北朝鮮が、25日に開かれた最高人民会議で、義務教育期間を12年と1年延ばす法令を発布し、連日教育改革に強い意志を現わしている。

北朝鮮労動党機関紙・労働新聞は、27日社説で、「法令が発布されることで、政治思想強国、軍事強国だけではなく、教育強国、発展した社会主義文明国建設へ、力強く進む私たち祖国の威容が高くふるうようになった」と意味を付与した。

法令の発布は、「金正恩同志の崇高な祖国観、後代観、未来観の結晶体」、「白頭山絶世偉人の主体的な教育思想と不滅の業績を、果てしなく輝かせて行くこと歴史的事変になる」と述べる。

金正日が、後継者に登場した1972年(主体61年)11年義務教育実施後、40年が経った主体101年になる今年、12年義務教育制実施計画を明らかにし、金正恩政権を支える新しい革命力を構築するという計画を見せようとしている。

それとともに法令は、「全国家的、全人民的、全社会的な事業として進行する」、「この事業を市郡の人民委員会は、模範教育郡称号争取運動と結付して進行する」とする。また「人民委員会は、学校後援団体をすぐに確立し、その役目を高めるようにする」と強調した。典型的な 「忠誠競争」を誘導するものだ。

社説は、このために「党的指導の強化」を促した。「各党組織は、教員を社会的に優待し、教員が自分の事業に専心全力できるよう、すべての条件を保障しなければならない」と言う。

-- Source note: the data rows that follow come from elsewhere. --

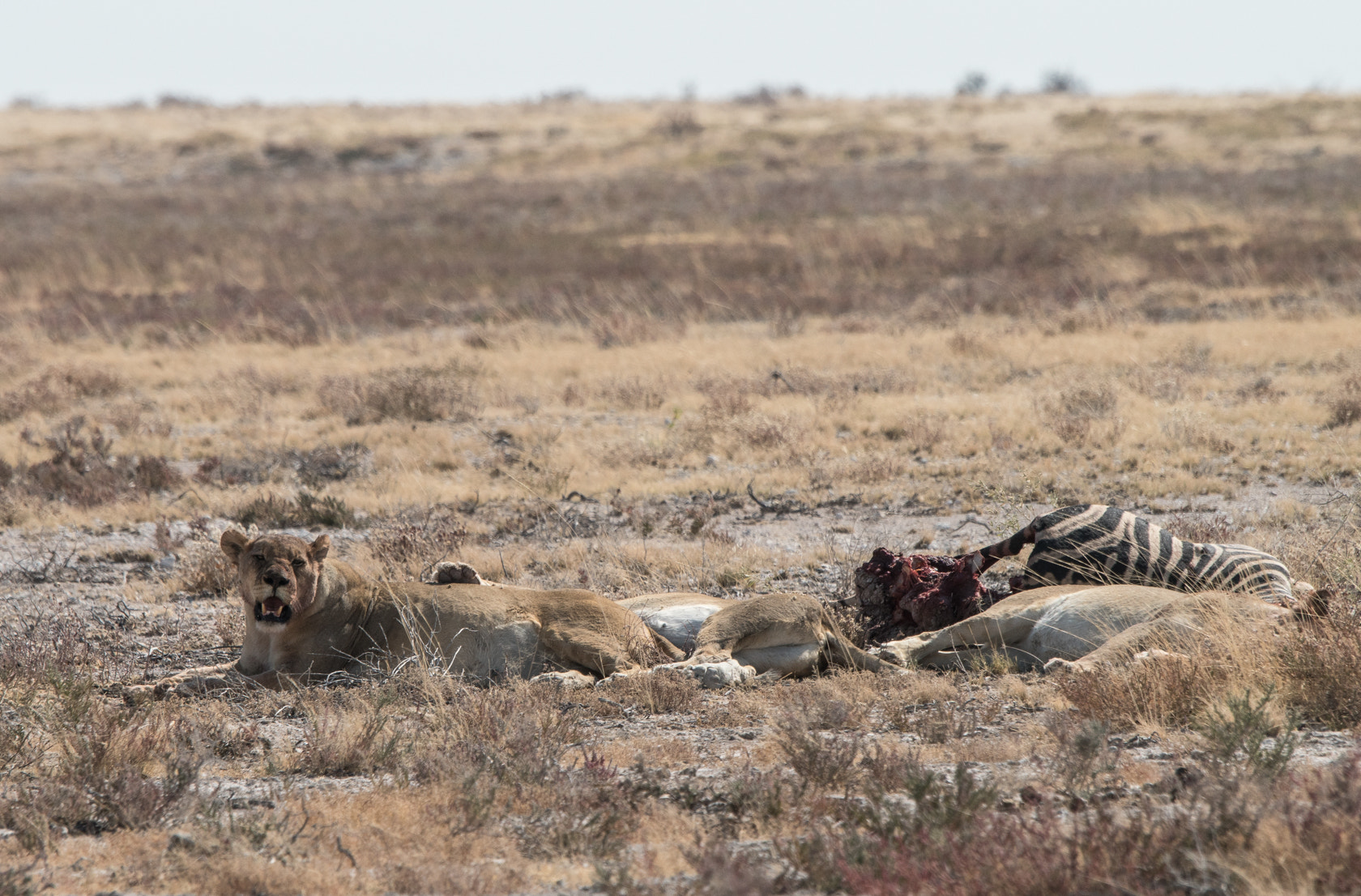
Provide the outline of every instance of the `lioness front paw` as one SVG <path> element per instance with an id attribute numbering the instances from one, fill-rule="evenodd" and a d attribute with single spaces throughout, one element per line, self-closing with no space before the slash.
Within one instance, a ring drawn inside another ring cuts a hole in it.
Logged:
<path id="1" fill-rule="evenodd" d="M 557 685 L 566 690 L 576 690 L 577 688 L 591 688 L 595 685 L 595 678 L 585 675 L 578 671 L 553 671 L 535 675 L 529 679 L 531 685 Z"/>
<path id="2" fill-rule="evenodd" d="M 701 688 L 709 690 L 742 685 L 757 677 L 755 669 L 743 666 L 735 659 L 725 659 L 719 663 L 667 663 L 655 669 L 675 669 L 690 675 L 700 682 Z"/>
<path id="3" fill-rule="evenodd" d="M 909 666 L 912 652 L 902 650 L 897 644 L 885 644 L 883 647 L 876 647 L 870 651 L 871 656 L 878 656 L 886 663 L 893 663 L 894 666 Z"/>
<path id="4" fill-rule="evenodd" d="M 122 686 L 122 701 L 129 707 L 140 707 L 144 703 L 151 703 L 157 700 L 161 694 L 157 693 L 155 685 L 124 685 Z"/>

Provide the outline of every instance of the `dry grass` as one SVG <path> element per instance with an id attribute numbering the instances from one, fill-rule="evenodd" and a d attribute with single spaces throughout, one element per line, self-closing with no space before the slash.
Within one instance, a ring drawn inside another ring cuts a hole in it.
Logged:
<path id="1" fill-rule="evenodd" d="M 1357 754 L 1278 758 L 1361 720 L 1361 105 L 747 99 L 0 112 L 0 891 L 1354 891 Z M 1191 497 L 1330 614 L 1072 679 L 99 690 L 240 644 L 229 519 L 732 594 L 844 591 L 890 505 Z"/>

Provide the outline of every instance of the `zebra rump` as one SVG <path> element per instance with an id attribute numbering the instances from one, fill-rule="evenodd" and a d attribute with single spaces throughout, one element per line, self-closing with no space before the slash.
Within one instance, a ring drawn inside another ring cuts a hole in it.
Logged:
<path id="1" fill-rule="evenodd" d="M 1183 541 L 1104 504 L 1075 504 L 972 554 L 979 572 L 1034 545 L 1013 591 L 1053 584 L 1139 584 L 1176 591 L 1243 591 L 1293 606 L 1290 571 L 1247 545 Z"/>

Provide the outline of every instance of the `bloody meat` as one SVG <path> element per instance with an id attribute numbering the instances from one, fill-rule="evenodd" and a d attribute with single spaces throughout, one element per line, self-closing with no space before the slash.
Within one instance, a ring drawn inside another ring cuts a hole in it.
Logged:
<path id="1" fill-rule="evenodd" d="M 874 641 L 954 625 L 1009 594 L 984 586 L 969 564 L 954 557 L 896 554 L 887 547 L 856 569 L 855 581 L 866 635 Z"/>

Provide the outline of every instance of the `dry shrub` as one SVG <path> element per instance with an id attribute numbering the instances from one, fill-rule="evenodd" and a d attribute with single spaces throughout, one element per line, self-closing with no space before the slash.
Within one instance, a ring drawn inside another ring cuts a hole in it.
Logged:
<path id="1" fill-rule="evenodd" d="M 342 482 L 373 471 L 373 449 L 357 441 L 343 445 L 321 444 L 309 451 L 290 451 L 287 463 L 309 489 L 327 482 Z"/>
<path id="2" fill-rule="evenodd" d="M 902 443 L 908 451 L 931 451 L 945 438 L 947 423 L 945 414 L 924 411 L 885 426 L 882 433 L 889 441 Z"/>
<path id="3" fill-rule="evenodd" d="M 1204 448 L 1219 455 L 1229 453 L 1234 448 L 1234 444 L 1221 434 L 1222 428 L 1198 411 L 1173 409 L 1158 423 L 1158 429 L 1172 443 L 1184 448 Z"/>
<path id="4" fill-rule="evenodd" d="M 667 400 L 667 383 L 660 377 L 610 377 L 600 383 L 597 395 L 607 406 L 626 411 L 653 411 Z"/>
<path id="5" fill-rule="evenodd" d="M 1117 415 L 1120 399 L 1109 383 L 1081 383 L 1057 395 L 1036 399 L 1036 413 L 1066 444 L 1109 445 L 1119 441 L 1124 419 Z"/>
<path id="6" fill-rule="evenodd" d="M 384 577 L 421 579 L 437 562 L 456 556 L 468 541 L 468 530 L 442 505 L 408 511 L 369 526 L 369 550 Z"/>
<path id="7" fill-rule="evenodd" d="M 90 675 L 102 651 L 73 613 L 12 621 L 0 629 L 0 682 L 45 682 Z"/>
<path id="8" fill-rule="evenodd" d="M 1361 621 L 1341 615 L 1301 625 L 1277 659 L 1281 696 L 1305 719 L 1330 729 L 1361 724 Z"/>
<path id="9" fill-rule="evenodd" d="M 600 693 L 612 701 L 603 703 L 602 709 L 614 709 L 617 715 L 695 712 L 704 703 L 698 682 L 672 670 L 610 679 L 602 684 Z"/>
<path id="10" fill-rule="evenodd" d="M 792 711 L 778 714 L 773 724 L 774 743 L 804 788 L 836 790 L 859 776 L 856 760 L 864 745 L 863 734 L 823 734 L 806 715 Z"/>
<path id="11" fill-rule="evenodd" d="M 29 844 L 45 844 L 63 827 L 154 827 L 191 795 L 204 757 L 188 722 L 110 707 L 88 682 L 57 685 L 53 697 L 41 726 L 54 761 L 35 767 L 24 787 L 0 790 L 0 824 Z"/>
<path id="12" fill-rule="evenodd" d="M 304 701 L 305 738 L 293 753 L 304 775 L 351 776 L 393 771 L 410 749 L 410 735 L 393 722 L 391 692 L 318 696 Z"/>
<path id="13" fill-rule="evenodd" d="M 151 494 L 184 482 L 165 458 L 114 455 L 113 438 L 94 426 L 86 430 L 84 417 L 72 417 L 41 443 L 24 433 L 30 444 L 42 444 L 52 456 L 26 471 L 27 490 L 46 501 L 67 501 L 79 507 L 108 504 L 129 494 Z"/>
<path id="14" fill-rule="evenodd" d="M 617 312 L 591 321 L 591 336 L 602 349 L 656 342 L 663 336 L 683 335 L 685 324 L 663 321 L 649 315 Z"/>
<path id="15" fill-rule="evenodd" d="M 114 373 L 83 365 L 45 368 L 12 389 L 0 394 L 0 423 L 24 414 L 56 414 L 88 398 L 109 398 L 125 388 Z"/>
<path id="16" fill-rule="evenodd" d="M 365 376 L 329 376 L 317 387 L 317 402 L 350 426 L 384 419 L 465 421 L 479 410 L 478 369 L 450 361 L 442 368 L 387 368 Z"/>
<path id="17" fill-rule="evenodd" d="M 803 440 L 803 423 L 791 414 L 770 417 L 751 413 L 727 426 L 728 434 L 750 448 L 781 448 Z"/>
<path id="18" fill-rule="evenodd" d="M 1353 370 L 1338 380 L 1323 402 L 1328 409 L 1330 429 L 1361 421 L 1361 370 Z"/>
<path id="19" fill-rule="evenodd" d="M 1185 395 L 1185 374 L 1164 364 L 1150 364 L 1126 373 L 1124 381 L 1155 402 L 1179 402 Z"/>
<path id="20" fill-rule="evenodd" d="M 1214 701 L 1273 686 L 1274 629 L 1209 614 L 1198 639 L 1169 636 L 1147 645 L 1169 655 L 1062 677 L 1059 693 L 1082 715 L 1120 730 L 1190 724 Z"/>
<path id="21" fill-rule="evenodd" d="M 751 411 L 750 384 L 731 376 L 706 376 L 694 388 L 704 395 L 701 414 L 706 421 L 720 422 Z"/>
<path id="22" fill-rule="evenodd" d="M 274 493 L 250 498 L 227 513 L 242 526 L 259 528 L 354 528 L 358 516 L 342 498 L 298 492 L 295 498 Z"/>
<path id="23" fill-rule="evenodd" d="M 178 551 L 176 590 L 189 594 L 231 594 L 237 587 L 237 568 L 214 541 L 193 541 Z M 231 641 L 237 643 L 237 641 Z"/>

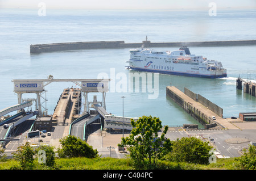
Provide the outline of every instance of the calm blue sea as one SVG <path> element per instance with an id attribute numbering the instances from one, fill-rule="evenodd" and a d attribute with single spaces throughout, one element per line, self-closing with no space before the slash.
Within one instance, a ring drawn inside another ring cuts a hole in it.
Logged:
<path id="1" fill-rule="evenodd" d="M 208 11 L 100 11 L 38 9 L 1 9 L 0 110 L 18 103 L 13 92 L 15 79 L 97 78 L 100 73 L 110 77 L 110 70 L 128 77 L 125 69 L 129 49 L 79 50 L 30 54 L 35 44 L 89 41 L 124 40 L 139 43 L 146 36 L 151 42 L 255 40 L 256 10 L 220 10 L 216 16 Z M 137 47 L 134 47 L 137 48 Z M 172 50 L 179 47 L 155 48 Z M 106 110 L 125 116 L 152 115 L 163 125 L 197 123 L 166 97 L 166 87 L 172 83 L 182 91 L 186 87 L 224 108 L 224 116 L 238 117 L 242 112 L 256 112 L 255 98 L 236 90 L 240 76 L 256 79 L 255 45 L 190 47 L 192 54 L 222 62 L 228 77 L 215 79 L 159 75 L 159 95 L 150 93 L 108 92 Z M 119 79 L 115 79 L 118 82 Z M 76 87 L 72 82 L 52 83 L 46 87 L 47 107 L 52 113 L 64 89 Z M 91 94 L 89 100 L 93 100 Z M 35 98 L 24 94 L 23 99 Z M 101 100 L 98 94 L 98 100 Z"/>

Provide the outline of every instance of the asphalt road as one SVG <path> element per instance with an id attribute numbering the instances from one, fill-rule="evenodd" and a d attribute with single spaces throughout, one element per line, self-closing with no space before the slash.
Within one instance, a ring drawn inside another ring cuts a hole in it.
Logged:
<path id="1" fill-rule="evenodd" d="M 216 151 L 225 157 L 238 157 L 243 149 L 248 147 L 250 142 L 256 142 L 255 129 L 171 131 L 166 134 L 166 137 L 171 140 L 189 136 L 208 141 Z"/>

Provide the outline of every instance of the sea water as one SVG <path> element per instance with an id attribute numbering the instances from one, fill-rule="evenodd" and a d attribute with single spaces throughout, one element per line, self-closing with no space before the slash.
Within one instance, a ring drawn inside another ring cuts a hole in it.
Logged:
<path id="1" fill-rule="evenodd" d="M 129 48 L 31 54 L 31 44 L 112 40 L 140 43 L 146 36 L 152 43 L 256 39 L 255 10 L 218 11 L 214 16 L 209 16 L 208 11 L 47 10 L 46 16 L 39 16 L 37 9 L 1 10 L 0 110 L 18 103 L 13 79 L 47 79 L 50 74 L 56 79 L 97 78 L 101 73 L 110 78 L 114 70 L 112 78 L 117 86 L 122 81 L 118 75 L 127 78 L 129 72 L 134 73 L 125 67 Z M 187 87 L 223 108 L 224 117 L 256 112 L 255 98 L 236 87 L 239 76 L 251 81 L 256 79 L 256 45 L 189 48 L 192 54 L 221 61 L 227 69 L 228 77 L 208 79 L 159 74 L 155 98 L 148 99 L 152 93 L 143 92 L 141 88 L 138 92 L 109 91 L 106 96 L 107 111 L 122 116 L 121 97 L 124 96 L 125 116 L 151 115 L 159 117 L 163 125 L 170 126 L 197 124 L 166 96 L 166 86 L 171 83 L 181 91 Z M 53 82 L 45 87 L 47 101 L 43 105 L 48 114 L 53 113 L 63 89 L 72 87 L 79 87 L 73 82 Z M 100 94 L 93 93 L 89 94 L 89 101 L 93 100 L 93 95 L 101 101 Z M 23 95 L 23 99 L 32 98 L 35 95 Z"/>

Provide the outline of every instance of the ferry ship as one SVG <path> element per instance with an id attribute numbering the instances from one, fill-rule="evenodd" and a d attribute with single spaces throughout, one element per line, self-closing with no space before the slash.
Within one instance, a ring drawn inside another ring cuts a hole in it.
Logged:
<path id="1" fill-rule="evenodd" d="M 155 51 L 142 47 L 130 49 L 129 68 L 177 75 L 210 78 L 226 77 L 221 62 L 191 54 L 187 47 L 174 51 Z"/>

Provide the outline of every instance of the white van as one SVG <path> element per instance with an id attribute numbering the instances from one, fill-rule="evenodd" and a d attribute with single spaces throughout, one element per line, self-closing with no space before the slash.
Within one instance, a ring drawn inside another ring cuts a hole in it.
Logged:
<path id="1" fill-rule="evenodd" d="M 5 124 L 3 125 L 3 128 L 5 128 L 5 129 L 7 129 L 9 127 L 9 125 L 7 124 Z"/>

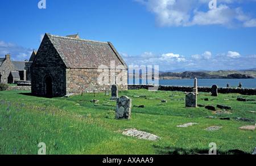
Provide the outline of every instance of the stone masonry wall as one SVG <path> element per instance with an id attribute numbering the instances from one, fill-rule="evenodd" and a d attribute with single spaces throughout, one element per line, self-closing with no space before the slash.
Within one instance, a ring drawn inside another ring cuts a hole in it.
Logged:
<path id="1" fill-rule="evenodd" d="M 33 95 L 46 95 L 46 78 L 48 76 L 52 80 L 52 97 L 67 94 L 65 66 L 48 37 L 43 39 L 31 70 Z"/>
<path id="2" fill-rule="evenodd" d="M 153 86 L 146 84 L 130 84 L 128 85 L 128 90 L 148 90 L 149 87 L 153 87 Z M 193 87 L 190 86 L 159 86 L 158 90 L 188 92 L 193 91 Z M 197 91 L 199 92 L 210 92 L 211 88 L 212 87 L 197 87 Z M 218 93 L 237 93 L 242 95 L 256 95 L 256 88 L 218 87 Z"/>
<path id="3" fill-rule="evenodd" d="M 10 56 L 6 55 L 6 60 L 3 62 L 1 67 L 0 67 L 0 73 L 2 75 L 0 77 L 0 82 L 4 83 L 8 83 L 8 77 L 9 76 L 11 71 L 16 71 L 15 67 L 11 61 Z"/>
<path id="4" fill-rule="evenodd" d="M 31 91 L 31 86 L 9 86 L 7 91 Z"/>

すなわち、今後の2,3年間、国家的投資をふやし、教育条件を保障するという方針だ。しかし、脱北者と北朝鮮住民は、義務教育の変更が、住民の負担になるのではと心配している。

教員出身のある脱北者は、「学校の机ひとつを交換するとか、ガラス窓一つはめようとしても、学生がお金を出さなければならないのが北朝鮮の現実」と言った。全国家的事業というが、結局は住民から各種税金を集めて、実施すると語った。

また90年代中盤、「苦難の行軍」以後、北朝鮮教育は、事実上麻痺状態と言える。食べ物がなくて学校に通えないとか、学業をあきらめて商売をする中学生を見ることも頻繁におこる。

このため、為替上昇と物価高騰、自然災害などで苦難の行軍以後、最悪の食糧難に見舞われる現在、今すぐの生計を心配しなければならない北朝鮮住民の積極的な呼応を導くのも困難であると指摘される。

北朝鮮は、小学校学生も子供資金(北朝鮮の小学校, 中学校学生は、毎年兎皮、くず鉄などを一定量を国家に提出しなければならない)、学校維持などの名目で、各種の税以外に負担を与える。秋なら、クラス運営に必要な資金用意と言い、お金や食糧を確保する仕事も茶飯事だ。

教員の誕生日や結婚などにも、学父兄は「贈り物」を用意しなければならないことも毎年ある。法令を通じ、公安機関がこのような行為を取り締まる計画だが、不正腐敗がはびこった状況で、効果に対する期待も低い。

北朝鮮は法令で「教員が自分の事業に専心全力するよう、食糧と燃料、家を優先的に保障しなければならない」と明示した。これに対して脱北者は、「燃料さえ学生に分担させる」と評価する。

ある脱北者は、「企業所に学校和睦(燃料)の課題がある。クラスも増え、教員たちの燃料まで国家が保障したら、結局他の方法はないだろう」、「学校和睦の課題をふやし、それもならなければ学生たちを山で集める方法で解決するでしょう」と言った。

北朝鮮政府が、2,3年の準備期間を経ると明らかにしたが、経済難による住民の体制結束力の弱化、教育システム崩壊などを考慮すると、12年制無償教育の無理な推進は、体制に対する不満を増やすだけになる可能性が高いと観測される。